Avoiding WebP in the first place

If you'd rather not deal with conversion at all, there are ways to get PNG or JPG directly when saving images from the web.

Screenshot instead of saving

Instead of right-click saving a web image (which gives you WebP), screenshot it. Press Cmd+Shift+4, select the image on the page, and you'll get a PNG file. The quality is identical for web-resolution images, and you skip the format problem entirely.

Use "Save As" in Safari's Develop menu

Safari sometimes lets you save images in their original format before WebP conversion. Enable the Develop menu (Settings > Advanced > Show features for web developers), then use Develop > Show Page Source to find the original image URL, which may serve a PNG or JPG version.

Drag and drop from browser

In some cases, dragging an image from the browser directly into an app (like Pages, Keynote, or a Finder folder) converts it to a compatible format automatically. macOS handles the conversion behind the scenes. This doesn't always produce PNG — the result depends on the receiving app — but it's often enough to bypass the WebP issue.

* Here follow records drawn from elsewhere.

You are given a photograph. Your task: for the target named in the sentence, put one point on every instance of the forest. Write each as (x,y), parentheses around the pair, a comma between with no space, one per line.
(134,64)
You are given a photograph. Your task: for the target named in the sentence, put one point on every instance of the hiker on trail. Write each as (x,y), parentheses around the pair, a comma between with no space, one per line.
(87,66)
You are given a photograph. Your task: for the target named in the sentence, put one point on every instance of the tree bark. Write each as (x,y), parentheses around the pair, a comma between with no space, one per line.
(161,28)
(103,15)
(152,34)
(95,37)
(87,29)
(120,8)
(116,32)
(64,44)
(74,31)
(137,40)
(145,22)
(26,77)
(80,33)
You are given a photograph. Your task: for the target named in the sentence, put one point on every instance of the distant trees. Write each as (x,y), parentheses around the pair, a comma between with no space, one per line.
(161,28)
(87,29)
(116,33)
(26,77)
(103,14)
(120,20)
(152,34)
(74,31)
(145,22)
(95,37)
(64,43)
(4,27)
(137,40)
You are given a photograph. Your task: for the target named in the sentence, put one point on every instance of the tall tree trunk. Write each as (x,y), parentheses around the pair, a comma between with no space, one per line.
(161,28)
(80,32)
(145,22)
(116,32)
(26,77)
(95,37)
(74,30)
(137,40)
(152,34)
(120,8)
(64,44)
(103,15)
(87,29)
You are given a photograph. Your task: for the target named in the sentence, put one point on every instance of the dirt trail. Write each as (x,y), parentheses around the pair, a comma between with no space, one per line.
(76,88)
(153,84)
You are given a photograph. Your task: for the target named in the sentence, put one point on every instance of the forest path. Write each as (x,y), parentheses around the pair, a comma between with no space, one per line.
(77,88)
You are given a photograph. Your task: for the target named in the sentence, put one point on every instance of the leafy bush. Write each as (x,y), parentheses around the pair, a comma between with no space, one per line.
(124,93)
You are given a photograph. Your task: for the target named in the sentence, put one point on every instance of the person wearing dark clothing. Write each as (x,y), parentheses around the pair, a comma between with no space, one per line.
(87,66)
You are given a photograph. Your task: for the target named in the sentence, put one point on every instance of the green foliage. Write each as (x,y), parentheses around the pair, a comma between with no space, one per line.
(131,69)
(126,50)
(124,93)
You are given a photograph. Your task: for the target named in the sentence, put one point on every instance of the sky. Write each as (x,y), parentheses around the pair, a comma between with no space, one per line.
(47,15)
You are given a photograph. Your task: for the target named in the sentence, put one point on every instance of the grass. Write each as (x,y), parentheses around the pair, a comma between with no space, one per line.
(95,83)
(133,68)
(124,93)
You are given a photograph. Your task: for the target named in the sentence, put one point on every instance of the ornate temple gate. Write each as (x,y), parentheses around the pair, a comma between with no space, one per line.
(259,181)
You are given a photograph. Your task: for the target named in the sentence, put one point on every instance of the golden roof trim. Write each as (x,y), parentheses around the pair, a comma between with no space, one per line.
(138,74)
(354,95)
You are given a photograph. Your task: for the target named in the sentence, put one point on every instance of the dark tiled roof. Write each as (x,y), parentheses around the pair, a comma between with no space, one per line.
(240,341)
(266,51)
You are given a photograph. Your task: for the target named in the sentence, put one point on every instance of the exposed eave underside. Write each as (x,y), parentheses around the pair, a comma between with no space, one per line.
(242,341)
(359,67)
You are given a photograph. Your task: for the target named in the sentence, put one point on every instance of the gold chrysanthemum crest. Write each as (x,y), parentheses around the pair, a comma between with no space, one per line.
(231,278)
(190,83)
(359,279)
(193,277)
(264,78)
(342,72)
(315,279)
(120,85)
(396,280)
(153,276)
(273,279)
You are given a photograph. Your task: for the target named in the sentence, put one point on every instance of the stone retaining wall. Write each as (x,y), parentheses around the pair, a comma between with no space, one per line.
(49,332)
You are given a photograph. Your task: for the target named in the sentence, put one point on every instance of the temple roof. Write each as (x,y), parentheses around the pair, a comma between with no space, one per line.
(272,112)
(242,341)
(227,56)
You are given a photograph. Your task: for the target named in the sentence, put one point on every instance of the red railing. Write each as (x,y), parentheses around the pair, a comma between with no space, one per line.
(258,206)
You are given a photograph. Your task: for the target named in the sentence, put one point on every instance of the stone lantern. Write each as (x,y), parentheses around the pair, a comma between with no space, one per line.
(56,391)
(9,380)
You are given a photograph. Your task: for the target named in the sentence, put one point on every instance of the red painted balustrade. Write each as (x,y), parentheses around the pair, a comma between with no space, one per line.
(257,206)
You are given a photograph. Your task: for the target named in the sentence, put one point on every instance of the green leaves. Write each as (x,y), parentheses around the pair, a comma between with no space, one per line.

Comparing conversion methods

Method Speed Batch support Installs needed
Preview (Export) Slow (manual per file) Yes (Export Selected) None
Finder Quick Actions Fast Yes None
sips (Terminal) Very fast Yes (with loop) None
Automator / Shortcuts Fast (after setup) Yes None
dwebp (Homebrew) Very fast Yes (with loop) Homebrew + webp
ImageMagick Very fast Yes (mogrify) Homebrew + imagemagick

For most people, the Finder Quick Actions method is the best balance of speed and simplicity. For developers and power users who convert files regularly, a sips one-liner or an Automator Quick Action saves the most time over the long run.